Una serie di catastrofi finali- una morte, una malattia, un rapimento, un
tracimare delle fogne- culminerà con un violento monsone che laverà via
vecchiumi e pregiudizi, dolori e risentimenti.
C’è un’immagine che ritorna di frequente,
nel romanzo di Anita Rau Badami, ed è quella del dio eroe, che incede con passo
dignitoso, coraggioso ma umile, in contrasto con quello del suo presuntuoso
rivale. E forse è un eroe che può passare per antieroe, Sripathi Rao, l’uomo
vissuto nell’ombra di un padre che era uno stimato avvocato, ma anche un
puttaniere che regalava gioielli falsi alla moglie, manteneva delle amanti, ed
era morto lasciandoli in rovina. Sripathi è un copywriter senza immaginazione,
un Herzog che si sfoga scrivendo lettere quotidiane di protesta ai giornali, un
figlio, un marito, un padre e un nonno che si prende carico di tutti, anche se
la sua rigidità gli ha fatto perdere una figlia e lo ha allontanato dal figlio.

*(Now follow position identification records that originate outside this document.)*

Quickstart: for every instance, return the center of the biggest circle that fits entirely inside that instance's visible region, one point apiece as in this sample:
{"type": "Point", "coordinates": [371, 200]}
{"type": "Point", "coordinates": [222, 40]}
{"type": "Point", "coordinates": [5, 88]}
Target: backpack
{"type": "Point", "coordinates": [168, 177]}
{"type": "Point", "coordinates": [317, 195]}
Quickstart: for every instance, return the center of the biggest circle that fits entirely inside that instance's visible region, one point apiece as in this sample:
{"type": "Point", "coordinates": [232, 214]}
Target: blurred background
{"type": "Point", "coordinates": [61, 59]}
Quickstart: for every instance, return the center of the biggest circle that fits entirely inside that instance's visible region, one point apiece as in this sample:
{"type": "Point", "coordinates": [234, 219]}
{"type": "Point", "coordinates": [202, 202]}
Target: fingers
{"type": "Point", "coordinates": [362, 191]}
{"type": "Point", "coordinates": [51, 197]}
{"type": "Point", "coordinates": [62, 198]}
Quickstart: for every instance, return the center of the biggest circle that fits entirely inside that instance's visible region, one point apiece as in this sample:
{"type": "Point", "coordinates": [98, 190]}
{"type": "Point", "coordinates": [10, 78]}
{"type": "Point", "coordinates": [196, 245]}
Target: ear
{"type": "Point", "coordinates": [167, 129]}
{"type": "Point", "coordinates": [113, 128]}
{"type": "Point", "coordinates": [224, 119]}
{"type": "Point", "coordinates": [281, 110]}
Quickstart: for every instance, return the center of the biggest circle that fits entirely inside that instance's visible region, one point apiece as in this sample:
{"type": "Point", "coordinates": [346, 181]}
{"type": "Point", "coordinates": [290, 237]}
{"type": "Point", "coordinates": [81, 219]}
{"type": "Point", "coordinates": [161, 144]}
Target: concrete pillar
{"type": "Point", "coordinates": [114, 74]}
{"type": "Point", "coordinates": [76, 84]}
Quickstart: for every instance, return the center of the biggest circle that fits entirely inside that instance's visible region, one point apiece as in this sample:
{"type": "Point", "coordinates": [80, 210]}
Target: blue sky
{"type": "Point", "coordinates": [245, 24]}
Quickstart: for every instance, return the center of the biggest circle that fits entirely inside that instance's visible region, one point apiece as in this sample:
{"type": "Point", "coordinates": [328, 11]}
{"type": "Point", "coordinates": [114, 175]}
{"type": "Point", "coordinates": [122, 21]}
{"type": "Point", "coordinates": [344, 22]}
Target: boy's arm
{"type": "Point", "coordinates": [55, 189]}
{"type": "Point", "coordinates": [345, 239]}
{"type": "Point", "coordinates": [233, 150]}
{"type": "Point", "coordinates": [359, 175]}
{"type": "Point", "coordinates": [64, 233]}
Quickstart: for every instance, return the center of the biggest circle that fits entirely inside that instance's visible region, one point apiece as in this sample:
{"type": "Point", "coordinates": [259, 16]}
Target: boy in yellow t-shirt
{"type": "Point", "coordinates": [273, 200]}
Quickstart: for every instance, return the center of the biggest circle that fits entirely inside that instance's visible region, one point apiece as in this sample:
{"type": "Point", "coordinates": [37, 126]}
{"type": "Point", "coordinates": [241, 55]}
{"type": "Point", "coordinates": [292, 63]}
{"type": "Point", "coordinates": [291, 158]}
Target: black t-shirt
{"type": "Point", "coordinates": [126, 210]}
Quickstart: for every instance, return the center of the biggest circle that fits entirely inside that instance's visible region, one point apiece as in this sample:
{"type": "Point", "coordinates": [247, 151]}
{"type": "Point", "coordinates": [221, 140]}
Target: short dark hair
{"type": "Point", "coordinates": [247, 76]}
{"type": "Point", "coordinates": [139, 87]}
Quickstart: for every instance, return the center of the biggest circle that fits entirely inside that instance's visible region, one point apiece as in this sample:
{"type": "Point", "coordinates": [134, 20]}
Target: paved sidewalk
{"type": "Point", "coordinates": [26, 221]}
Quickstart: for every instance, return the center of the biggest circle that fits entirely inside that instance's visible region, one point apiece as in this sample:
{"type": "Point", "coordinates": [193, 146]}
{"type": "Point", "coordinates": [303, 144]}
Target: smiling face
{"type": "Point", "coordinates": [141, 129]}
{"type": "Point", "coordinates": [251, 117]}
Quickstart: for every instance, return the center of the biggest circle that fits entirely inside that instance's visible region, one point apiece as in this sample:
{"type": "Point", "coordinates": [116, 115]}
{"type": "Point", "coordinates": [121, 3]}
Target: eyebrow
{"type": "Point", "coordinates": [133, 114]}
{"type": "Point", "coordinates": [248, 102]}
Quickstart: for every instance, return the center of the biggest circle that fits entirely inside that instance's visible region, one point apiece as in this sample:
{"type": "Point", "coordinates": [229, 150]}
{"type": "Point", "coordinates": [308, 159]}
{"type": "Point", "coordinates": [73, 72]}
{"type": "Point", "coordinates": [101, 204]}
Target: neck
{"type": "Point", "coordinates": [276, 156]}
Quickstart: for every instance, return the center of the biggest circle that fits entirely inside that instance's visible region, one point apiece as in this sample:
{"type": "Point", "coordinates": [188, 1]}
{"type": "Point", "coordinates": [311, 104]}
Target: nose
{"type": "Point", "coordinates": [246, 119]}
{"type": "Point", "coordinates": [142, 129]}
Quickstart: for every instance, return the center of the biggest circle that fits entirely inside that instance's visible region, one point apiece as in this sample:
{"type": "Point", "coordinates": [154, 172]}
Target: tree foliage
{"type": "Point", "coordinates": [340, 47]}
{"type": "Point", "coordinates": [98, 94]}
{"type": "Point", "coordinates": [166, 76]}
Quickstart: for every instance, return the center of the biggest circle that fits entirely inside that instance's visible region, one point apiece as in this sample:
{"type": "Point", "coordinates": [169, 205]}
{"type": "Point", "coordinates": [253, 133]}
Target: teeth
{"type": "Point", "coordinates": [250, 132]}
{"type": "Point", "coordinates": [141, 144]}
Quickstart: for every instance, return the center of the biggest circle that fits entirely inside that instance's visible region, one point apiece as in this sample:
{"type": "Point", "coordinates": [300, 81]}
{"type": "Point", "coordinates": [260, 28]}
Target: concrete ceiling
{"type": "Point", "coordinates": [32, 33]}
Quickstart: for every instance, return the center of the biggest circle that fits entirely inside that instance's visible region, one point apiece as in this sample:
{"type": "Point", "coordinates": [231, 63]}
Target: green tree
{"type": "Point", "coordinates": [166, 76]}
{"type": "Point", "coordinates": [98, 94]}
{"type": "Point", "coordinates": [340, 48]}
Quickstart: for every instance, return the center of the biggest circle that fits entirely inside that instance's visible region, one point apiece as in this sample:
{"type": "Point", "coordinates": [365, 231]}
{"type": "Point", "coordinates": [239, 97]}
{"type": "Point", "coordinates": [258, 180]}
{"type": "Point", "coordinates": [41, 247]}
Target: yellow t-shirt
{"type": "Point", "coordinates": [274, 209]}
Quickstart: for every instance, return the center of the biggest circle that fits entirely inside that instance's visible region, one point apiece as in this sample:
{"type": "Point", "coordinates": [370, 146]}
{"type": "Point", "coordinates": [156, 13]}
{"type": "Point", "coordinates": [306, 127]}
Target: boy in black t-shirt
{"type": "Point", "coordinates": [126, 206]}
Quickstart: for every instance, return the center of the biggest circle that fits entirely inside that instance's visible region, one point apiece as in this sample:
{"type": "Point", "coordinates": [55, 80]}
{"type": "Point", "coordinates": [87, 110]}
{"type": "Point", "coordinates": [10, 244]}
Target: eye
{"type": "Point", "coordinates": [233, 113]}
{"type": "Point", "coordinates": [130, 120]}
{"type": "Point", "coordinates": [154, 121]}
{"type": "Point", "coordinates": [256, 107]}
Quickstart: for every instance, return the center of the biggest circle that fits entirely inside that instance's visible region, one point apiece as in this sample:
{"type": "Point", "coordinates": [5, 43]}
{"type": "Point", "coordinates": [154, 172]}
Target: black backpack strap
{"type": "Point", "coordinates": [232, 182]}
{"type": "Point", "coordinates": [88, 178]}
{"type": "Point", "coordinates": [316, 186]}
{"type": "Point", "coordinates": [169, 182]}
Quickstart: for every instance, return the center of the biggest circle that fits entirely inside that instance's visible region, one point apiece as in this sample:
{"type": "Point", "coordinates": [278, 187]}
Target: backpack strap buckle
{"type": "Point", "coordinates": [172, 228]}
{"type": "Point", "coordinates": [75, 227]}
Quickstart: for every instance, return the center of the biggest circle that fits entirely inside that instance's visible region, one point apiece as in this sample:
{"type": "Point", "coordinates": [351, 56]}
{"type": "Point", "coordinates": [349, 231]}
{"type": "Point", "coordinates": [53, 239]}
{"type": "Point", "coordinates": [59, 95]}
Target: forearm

Ma tutti i personaggi del romanzo soffrono di una perdita, anche quelli minori,
l’amico Raju che è rimasto solo con una figlia disabile, la vicina di casa
pazza che continua ad aspettare la sua bambina che è scomparsa, persino la
bisbetica bisnonna, andata sposa a tredici anni e tradita dal marito, e
soprattutto la piccola Nandana, che ha perso entrambi i genitori e il mondo in
cui ha vissuto. Con finezza psicologica e tocco leggero, Anita Rau Badami ha scritto
un romanzo sul vecchio e sul nuovo, sulle diversità che l’amore e la generosità
possono colmare. Stilos ha intervistato Anita Rau Badami, che è nata e
cresciuta in India ma vive dal 1991
in Canada, dove insegna alla British University of
Columbia.
Il suo secondo nome è Rau e il cognome della famiglia nel suo romanzo è
Rao: è sua la voce della deliziosa bambina del libro?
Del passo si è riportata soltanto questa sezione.